From January 18–21, 1961 a significant nor'easter sometimes referred to as the Kennedy Inaugural Snowstorm since it struck on the eve of the inauguration of John F. Kennedy, impacted the Mid-Atlantic and New England regions of the United States. It was the second of three major snowstorms during the 1960–1961 winter. The storm ranked as Category 3, or "major", on the Northeast Snowfall Impact Scale.

==Meteorological history==
The storm was preceded by a cold front that brought cold air, associated with an area of high pressure north of the Great Lakes, into the area.

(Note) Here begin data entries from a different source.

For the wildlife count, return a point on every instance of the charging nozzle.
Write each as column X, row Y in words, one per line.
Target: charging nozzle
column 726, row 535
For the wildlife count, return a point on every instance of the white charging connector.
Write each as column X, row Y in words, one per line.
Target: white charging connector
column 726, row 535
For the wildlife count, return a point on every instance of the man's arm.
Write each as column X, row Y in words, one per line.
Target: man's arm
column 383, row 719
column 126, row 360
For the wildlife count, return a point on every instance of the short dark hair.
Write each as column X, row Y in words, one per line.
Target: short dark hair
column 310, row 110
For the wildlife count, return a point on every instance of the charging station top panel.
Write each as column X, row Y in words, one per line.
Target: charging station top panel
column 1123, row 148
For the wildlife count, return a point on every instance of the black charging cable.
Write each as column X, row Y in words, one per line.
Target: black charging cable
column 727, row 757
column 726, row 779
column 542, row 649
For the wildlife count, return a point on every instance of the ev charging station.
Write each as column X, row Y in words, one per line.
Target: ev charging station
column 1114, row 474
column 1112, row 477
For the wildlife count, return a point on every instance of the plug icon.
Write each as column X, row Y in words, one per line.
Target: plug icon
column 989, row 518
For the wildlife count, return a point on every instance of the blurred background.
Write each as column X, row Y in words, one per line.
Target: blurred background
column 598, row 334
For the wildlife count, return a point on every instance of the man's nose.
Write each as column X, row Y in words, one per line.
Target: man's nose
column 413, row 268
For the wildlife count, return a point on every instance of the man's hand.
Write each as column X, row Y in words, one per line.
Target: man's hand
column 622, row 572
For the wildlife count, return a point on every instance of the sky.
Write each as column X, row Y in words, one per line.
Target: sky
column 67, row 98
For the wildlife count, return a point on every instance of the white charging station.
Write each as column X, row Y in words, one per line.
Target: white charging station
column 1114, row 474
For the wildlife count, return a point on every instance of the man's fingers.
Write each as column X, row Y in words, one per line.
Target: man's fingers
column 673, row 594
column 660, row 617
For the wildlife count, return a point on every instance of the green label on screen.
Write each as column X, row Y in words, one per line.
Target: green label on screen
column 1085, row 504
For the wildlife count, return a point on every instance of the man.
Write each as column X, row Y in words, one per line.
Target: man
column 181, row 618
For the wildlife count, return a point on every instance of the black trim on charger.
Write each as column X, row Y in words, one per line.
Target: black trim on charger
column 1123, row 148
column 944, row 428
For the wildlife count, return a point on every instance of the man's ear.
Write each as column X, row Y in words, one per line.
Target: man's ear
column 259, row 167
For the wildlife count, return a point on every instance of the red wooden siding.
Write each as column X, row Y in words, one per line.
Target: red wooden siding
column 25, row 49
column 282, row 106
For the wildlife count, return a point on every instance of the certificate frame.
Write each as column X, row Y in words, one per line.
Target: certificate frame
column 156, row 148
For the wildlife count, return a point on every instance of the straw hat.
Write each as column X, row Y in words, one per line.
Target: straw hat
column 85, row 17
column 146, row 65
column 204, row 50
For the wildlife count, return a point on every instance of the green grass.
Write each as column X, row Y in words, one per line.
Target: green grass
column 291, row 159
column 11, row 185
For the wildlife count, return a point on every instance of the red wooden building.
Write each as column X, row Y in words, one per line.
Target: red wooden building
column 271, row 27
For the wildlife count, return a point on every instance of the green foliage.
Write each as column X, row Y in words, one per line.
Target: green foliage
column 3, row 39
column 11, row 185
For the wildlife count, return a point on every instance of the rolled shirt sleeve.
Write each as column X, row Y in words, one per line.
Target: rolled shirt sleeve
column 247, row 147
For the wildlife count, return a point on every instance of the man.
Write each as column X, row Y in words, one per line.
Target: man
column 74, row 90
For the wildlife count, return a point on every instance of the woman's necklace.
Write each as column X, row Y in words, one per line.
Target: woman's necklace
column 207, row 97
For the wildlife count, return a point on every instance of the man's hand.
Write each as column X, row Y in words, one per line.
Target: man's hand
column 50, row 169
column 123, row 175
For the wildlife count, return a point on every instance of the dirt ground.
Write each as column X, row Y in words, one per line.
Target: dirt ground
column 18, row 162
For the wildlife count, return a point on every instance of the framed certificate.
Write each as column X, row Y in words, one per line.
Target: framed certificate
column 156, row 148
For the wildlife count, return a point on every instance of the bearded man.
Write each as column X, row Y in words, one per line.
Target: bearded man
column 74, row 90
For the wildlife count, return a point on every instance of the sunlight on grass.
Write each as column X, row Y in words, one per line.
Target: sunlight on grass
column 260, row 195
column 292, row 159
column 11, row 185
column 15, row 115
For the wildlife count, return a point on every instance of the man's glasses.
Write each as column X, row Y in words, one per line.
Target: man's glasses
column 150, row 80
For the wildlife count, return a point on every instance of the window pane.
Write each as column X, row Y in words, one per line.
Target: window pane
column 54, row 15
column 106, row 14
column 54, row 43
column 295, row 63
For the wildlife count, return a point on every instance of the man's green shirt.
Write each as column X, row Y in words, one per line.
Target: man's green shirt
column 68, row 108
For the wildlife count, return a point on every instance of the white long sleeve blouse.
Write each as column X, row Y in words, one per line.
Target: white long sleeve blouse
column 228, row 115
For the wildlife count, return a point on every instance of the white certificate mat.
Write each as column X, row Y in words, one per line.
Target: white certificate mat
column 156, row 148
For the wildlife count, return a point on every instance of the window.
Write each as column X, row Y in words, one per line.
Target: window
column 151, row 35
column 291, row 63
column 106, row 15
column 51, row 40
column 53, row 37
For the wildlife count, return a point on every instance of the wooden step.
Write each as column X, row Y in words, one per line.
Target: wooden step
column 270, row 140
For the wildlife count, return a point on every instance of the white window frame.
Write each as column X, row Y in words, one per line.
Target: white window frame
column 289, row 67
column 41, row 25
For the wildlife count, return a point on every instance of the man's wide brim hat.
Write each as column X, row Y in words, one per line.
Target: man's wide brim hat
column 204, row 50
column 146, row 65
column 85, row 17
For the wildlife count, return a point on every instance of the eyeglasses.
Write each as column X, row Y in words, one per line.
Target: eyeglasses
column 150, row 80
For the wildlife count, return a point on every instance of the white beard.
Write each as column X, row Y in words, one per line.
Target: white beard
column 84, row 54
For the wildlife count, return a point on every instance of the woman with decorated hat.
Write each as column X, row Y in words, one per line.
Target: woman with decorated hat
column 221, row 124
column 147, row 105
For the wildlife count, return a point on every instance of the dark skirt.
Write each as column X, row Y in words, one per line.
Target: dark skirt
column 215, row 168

The low pressure system quickly moved towards the East Coast on January 19 from the southern United States. Its track was unusually far north, passing through the mid-Ohio Valley. The low tracked from Tennessee to the southern Appalachian Mountains, and moved off the coast of Virginia. It rapidly strengthened; from 0000 UTC to 1200 UTC on January 20, it intensified from 996 millibars to 972 mb. The storm's intensification was accompanied by an increase in the precipitation. It ultimately moved northeastward along the coast and reached its lowest barometric pressure of 964 mb late on January 20, while situated east of New England.

Widespread heavy snow fell from West Virginia and Virginia through Massachusetts and southern New Hampshire, with lighter amounts spreading into Maine. Totals of over 20 in were recorded from eastern Pennsylvania through central New England. Snowfall amounts were similar to that of a winter storm in February 1958. Following the storm, an anticyclone in the central United States maintained the cold air.

==Impact==
In advance of the storm, the Weather Bureau predicted a mix of rain and snow in Washington, D.C., but instead, the precipitation remained frozen. The unexpected snowfall resulted in chaos, and thousands of cars were marooned or abandoned, triggering massive traffic jams. According to the U.S. Army Corps of Engineers, "The Engineers teamed up with more than 1,000 District of Columbia employees to clear the inaugural parade route. Luckily much equipment and some men had been pre-positioned and were ready to go. In the end the task force employed hundreds of dump trucks, front-end loaders, sanders, plows, rotaries, and flamethrowers to clear the way." The snowstorm prevented former President Herbert Hoover from flying into Washington National Airport and attending Kennedy's swearing-in ceremony.
Additionally, the storm dealt the final blow to the Texas Tower #4, a USAF radar installation in the Atlantic Ocean, causing her to sink with the loss of all 28 crew aboard.